Beautiful, Hogan thought. It was a great neighborhood-if your life insurance was paid up.

He cruised along slowly and saw the subject go into a tavern. The street lighting wasn't the brightest, but Hogan could make out the name of the place: TAIL of THE whale. Charming. Why didn't they call it Moby's Dick and be done with it?

He parked and walked back. The windows were steamed up, and he couldn't see inside, but it looked like a seaman's bar, a boilermaker joint, and if you asked for an extra-dry martini with two olives, they'd look at you with loathing and throw your ass out on the street.

He couldn't make up his mind whether to go in, wait in his car for Bellsey to come out, or just scratch the day and go home. What decided him was a big sign over the door: FRANKS, BURGERS, CHILI DOGS, HOT SANDWICHES. He went in.

It was about what he figured: a real bucket of blood. White tiled walls slick with grease. An old-fashioned mahogany bar on one side, tables and booths on the other. A TV set suspended from the tin ceiling on chains.

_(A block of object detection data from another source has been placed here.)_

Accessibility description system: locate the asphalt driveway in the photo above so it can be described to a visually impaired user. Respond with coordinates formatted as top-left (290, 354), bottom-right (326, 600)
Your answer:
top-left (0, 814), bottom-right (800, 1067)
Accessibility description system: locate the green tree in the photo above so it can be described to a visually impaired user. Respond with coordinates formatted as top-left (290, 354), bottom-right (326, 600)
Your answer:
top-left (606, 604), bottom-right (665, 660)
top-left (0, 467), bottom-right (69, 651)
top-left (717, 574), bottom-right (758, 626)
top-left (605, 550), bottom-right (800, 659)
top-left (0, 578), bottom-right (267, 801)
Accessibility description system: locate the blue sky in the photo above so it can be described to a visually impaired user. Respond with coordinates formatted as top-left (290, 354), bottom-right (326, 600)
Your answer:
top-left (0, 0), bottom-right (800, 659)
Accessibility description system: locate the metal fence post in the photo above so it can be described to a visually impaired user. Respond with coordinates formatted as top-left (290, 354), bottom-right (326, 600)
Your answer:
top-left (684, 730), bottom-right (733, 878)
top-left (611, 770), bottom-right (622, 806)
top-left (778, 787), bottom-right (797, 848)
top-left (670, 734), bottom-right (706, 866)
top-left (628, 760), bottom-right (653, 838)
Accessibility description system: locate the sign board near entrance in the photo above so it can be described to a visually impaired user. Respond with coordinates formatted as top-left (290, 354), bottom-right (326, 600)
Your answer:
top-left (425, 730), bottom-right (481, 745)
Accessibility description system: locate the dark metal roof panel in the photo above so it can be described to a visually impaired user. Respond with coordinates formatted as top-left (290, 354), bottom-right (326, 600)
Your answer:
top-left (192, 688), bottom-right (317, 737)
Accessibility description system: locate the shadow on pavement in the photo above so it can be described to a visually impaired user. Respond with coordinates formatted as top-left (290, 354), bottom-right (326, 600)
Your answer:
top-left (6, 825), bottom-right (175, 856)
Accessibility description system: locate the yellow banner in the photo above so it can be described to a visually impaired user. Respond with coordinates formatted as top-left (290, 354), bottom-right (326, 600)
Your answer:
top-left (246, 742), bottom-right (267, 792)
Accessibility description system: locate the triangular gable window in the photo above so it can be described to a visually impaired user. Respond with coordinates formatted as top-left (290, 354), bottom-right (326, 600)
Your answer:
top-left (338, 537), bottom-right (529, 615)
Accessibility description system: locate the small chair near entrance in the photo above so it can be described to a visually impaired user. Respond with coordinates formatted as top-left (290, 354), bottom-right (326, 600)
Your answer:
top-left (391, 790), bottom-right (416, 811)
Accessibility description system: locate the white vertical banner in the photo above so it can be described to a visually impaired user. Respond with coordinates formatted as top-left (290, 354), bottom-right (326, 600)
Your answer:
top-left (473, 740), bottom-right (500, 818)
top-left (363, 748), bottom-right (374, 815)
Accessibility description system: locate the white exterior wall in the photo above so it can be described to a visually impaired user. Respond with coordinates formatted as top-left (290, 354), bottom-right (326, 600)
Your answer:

Lighted jukebox and cigarette machine. In the back, a grill and steam table presided over by a fat black who was dripping sweat onto the sausages.

Hogan saw Bellsey at the bar, talking to two other guys. It looked like they were all working on doubles. The detective slid into an empty booth across the room and started on a new pack of cigarettes. He looked around.